Take a moment to imagine what would happen if you were unexpectedly let go at work.
- With your job eliminated, you could suddenly lose one-half, or maybe all, of your household income.
- You might be of an age, salary level, or skill set that you would find it very difficult to get another comparable job.
- You might have little emergency savings.
- You might have a big mortgage, kids to put through college, and aging parents who need your financial help.
What are you going to do?
Waiting for mañana to save
If you’re part of what we call the mañana group, a setback like this could totally derail your retirement.
Maybe you know people like this.
They’re the ones who are waiting for mañana to start saving. They say they want to save, but there’s always something getting in the way.
So, unfortunately, when crisis hits, they are totally unprepared and way behind the eight ball.
And depending on their age, they might not ever have time to recover.
We’ve had clients like this, and unfortunately, we know all too well what happens when you wait until mañana to start saving.
Mañana may never come
Let’s look at the case of Bob and Marian (not their real names).

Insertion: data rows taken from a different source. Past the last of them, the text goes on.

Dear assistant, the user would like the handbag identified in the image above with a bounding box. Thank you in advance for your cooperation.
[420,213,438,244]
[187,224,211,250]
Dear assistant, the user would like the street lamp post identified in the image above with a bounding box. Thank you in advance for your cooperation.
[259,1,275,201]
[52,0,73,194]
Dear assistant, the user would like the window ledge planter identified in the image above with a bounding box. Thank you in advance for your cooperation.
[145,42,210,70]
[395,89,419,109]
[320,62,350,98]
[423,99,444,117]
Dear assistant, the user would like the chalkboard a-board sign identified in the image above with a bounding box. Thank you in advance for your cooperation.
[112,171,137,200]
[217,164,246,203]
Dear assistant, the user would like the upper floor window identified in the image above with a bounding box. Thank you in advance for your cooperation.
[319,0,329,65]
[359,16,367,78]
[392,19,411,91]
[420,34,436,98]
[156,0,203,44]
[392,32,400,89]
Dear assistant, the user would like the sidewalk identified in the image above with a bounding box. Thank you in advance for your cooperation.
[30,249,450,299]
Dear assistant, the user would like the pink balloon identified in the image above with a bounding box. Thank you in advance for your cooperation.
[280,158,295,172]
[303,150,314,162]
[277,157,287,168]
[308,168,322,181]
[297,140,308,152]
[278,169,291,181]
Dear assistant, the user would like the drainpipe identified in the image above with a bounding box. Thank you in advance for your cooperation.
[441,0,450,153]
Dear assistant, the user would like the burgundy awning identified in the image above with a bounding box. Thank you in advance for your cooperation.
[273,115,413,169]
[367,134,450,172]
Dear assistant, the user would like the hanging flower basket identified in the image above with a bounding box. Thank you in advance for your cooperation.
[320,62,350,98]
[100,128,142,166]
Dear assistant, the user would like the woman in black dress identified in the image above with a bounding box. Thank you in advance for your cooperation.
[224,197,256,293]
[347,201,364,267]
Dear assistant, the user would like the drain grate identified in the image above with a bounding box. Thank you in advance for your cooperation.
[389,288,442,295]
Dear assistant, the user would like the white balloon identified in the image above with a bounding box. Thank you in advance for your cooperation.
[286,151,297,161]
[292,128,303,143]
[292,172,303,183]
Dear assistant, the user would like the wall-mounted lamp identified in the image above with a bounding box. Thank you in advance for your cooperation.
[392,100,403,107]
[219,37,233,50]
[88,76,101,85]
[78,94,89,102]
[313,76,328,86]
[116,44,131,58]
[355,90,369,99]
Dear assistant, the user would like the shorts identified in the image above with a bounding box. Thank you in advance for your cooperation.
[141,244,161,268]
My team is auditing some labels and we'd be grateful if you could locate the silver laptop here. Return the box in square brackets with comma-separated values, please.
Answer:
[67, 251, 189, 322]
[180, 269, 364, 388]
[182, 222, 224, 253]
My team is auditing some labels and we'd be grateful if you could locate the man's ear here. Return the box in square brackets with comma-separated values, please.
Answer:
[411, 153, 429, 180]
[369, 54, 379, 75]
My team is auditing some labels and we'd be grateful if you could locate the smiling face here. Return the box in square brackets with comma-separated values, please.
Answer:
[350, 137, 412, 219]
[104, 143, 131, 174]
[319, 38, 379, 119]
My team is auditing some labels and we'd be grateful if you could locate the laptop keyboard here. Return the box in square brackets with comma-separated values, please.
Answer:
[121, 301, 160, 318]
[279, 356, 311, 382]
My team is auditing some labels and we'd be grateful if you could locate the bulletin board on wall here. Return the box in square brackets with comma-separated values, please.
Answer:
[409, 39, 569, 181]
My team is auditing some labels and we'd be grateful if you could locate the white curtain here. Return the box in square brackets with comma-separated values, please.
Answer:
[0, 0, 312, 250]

Devoted parents, they put off saving for their own retirement so they could put both kids through college with no student loans. In their mid-50s, they called us to say they were ready to start saving.
We got off to a good start, but within one year, problems surfaced. They had previously purchased a vacation rental property whose value plummeted in the 2008 real estate crash. They owed more than it was worth, and the teaser-rate loan they originally took out was growing by the day.
Even worse, the property needed work and the condo association was dunning them to pay belated assessments. The loan problems damaged their credit, meaning they couldn’t qualify for what would have been a beneficial refinancing on their own home.
In this “perfect storm” scenario, Marian then lost her job, putting a serious dent in the family income, after which Bob’s printing business started to dry up.
So this couple, who had unwisely waited until their 50s to start saving, found themselves struggling just to pay their current bills. Putting away extra money for retirement went from challenging to “Mission Impossible.” It now looks like their only retirement income might be two Social Security checks.
What we can learn from Bob & Marian’s experience
Retirement may come before you’re ready for it. Bob and Marian’s experience shows what can happen when you leave saving until the last minute. That’s dangerous, since almost one-half of workers are forced to retire earlier than planned. If you’re waiting until tomorrow to save, and your plans go awry, you could be in a heap of trouble.
You’re ready to save, but the amount is out of reach. People in their 50s have so little time before retirement that they may have to increase their savings by an unrealistic amount to reach their target, say researchers at Boston College.
If you start saving at 35, you’ll need to save about 15 percent of income each year to be able to retire comfortably at age 65. Wait until age 45, and that contribution will have to increase to a whopping 27% of income. Starting at 55? Better late than never, but be prepared for some serious sacrifices.